Using s() for smooth continuous interactions in chapter 7 is problematic #30
Description
In Chapter 7, you describe the different kinds of interactions that we might anticipate needing in a GAM setting. However, you focus on using s() for the case of a smooth interaction of two continuous covariates. This is dangerous because s() assumes a single smoothness parameter for the entire 2D smooth and hence it is isotropic - wiggliness in one variable is assumed to be the same as in the other variable. Even if the variables are measured in the same units, we could still run into severe problems using s() for smooth interactions because of this.

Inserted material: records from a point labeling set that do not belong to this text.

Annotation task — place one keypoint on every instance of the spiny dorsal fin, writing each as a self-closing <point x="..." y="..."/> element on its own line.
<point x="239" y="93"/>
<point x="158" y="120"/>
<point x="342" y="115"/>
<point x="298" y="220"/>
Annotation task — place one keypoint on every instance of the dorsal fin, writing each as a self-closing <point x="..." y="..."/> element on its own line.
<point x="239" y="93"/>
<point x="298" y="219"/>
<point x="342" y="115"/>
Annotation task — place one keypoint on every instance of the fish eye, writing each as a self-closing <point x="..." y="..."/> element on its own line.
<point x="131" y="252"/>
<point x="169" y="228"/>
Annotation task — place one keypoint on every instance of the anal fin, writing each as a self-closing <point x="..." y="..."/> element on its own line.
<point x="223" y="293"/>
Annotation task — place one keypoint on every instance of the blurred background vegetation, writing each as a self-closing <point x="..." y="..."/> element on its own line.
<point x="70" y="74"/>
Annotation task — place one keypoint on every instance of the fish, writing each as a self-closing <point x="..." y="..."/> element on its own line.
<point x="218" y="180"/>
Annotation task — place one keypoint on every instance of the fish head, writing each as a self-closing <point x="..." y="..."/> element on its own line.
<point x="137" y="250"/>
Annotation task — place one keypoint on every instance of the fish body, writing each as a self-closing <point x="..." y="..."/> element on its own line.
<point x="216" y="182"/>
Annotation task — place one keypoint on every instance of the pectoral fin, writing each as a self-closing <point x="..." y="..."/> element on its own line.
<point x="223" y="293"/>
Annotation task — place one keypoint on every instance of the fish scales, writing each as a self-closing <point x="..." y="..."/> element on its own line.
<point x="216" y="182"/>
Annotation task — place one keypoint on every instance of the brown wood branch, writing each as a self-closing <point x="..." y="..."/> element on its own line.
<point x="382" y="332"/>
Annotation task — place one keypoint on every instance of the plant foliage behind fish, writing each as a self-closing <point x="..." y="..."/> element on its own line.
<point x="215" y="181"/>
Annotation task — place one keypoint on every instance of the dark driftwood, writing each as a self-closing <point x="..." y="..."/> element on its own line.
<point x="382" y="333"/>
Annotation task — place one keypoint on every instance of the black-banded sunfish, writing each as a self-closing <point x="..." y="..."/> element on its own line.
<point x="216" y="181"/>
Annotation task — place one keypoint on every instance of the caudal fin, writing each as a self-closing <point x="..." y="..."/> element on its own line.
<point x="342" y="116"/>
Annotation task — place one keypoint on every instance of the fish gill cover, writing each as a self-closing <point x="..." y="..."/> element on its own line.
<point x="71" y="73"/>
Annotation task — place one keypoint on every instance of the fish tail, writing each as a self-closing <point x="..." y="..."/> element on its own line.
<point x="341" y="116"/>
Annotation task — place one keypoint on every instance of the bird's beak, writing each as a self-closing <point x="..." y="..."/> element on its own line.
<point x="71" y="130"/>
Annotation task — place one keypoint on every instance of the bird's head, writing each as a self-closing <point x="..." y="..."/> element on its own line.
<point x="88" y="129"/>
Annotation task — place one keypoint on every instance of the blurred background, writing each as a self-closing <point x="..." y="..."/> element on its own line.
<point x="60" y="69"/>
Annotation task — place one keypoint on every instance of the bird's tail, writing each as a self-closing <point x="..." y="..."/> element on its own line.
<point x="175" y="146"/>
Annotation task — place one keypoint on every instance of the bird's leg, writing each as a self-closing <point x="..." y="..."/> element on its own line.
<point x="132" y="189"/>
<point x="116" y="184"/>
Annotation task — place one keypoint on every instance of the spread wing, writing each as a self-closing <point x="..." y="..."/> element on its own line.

s() is not invariant to the scale of the data; let's assume that in a version of the bioluminesence example that one of the variables in the smooth interaction is strongly right-skewed, with some large values. We would suggest in such circumstances that the skewed variable be transformed to reduce the skew (by a log transform for example) such that we spread out the values and the tail (of the spline) is not wagging the dog (the bulk of the data). If you did this transformation, because the magnitudes of the values taken by the two covariates involved in the smooth interaction s(x, log(z)) would now be so different, you can get a spuriously wiggly fit in one dimension.
I know you do go on to mention te() and ti() in Chapter 10, but you don't warn the reader of any potential problems with the workflow you describe in Chapter 7. Any discussion of interactions in GAMs is incomplete without mentioning te(); the most frequently encountered setting that I come across when helping people with GAMs is the one involving covariates measured on different scales. I would recommend that you use te() for the bioluminesence example in 7.2.
I would further suggest that the example be extended to fitting the ti(x) + ti(z) + ti(x,z) model in place of or to complement the use of AIC to assess model fits. The comparison by AIC is prediction-focused, and this is usually not what a user wants to base their modelling decisions on. The ti() decomposition addresses the problem of "how do I test for an interaction?" -- if that is something that people desperately want to do**
** I would argue strongly that we shouldn't really be doing that and should just estimate the smooth interaction and then decide if the "interaction" part is biologically relevant using conditional values (using mgcv::vis.gam() or gratia::conditional_values() say).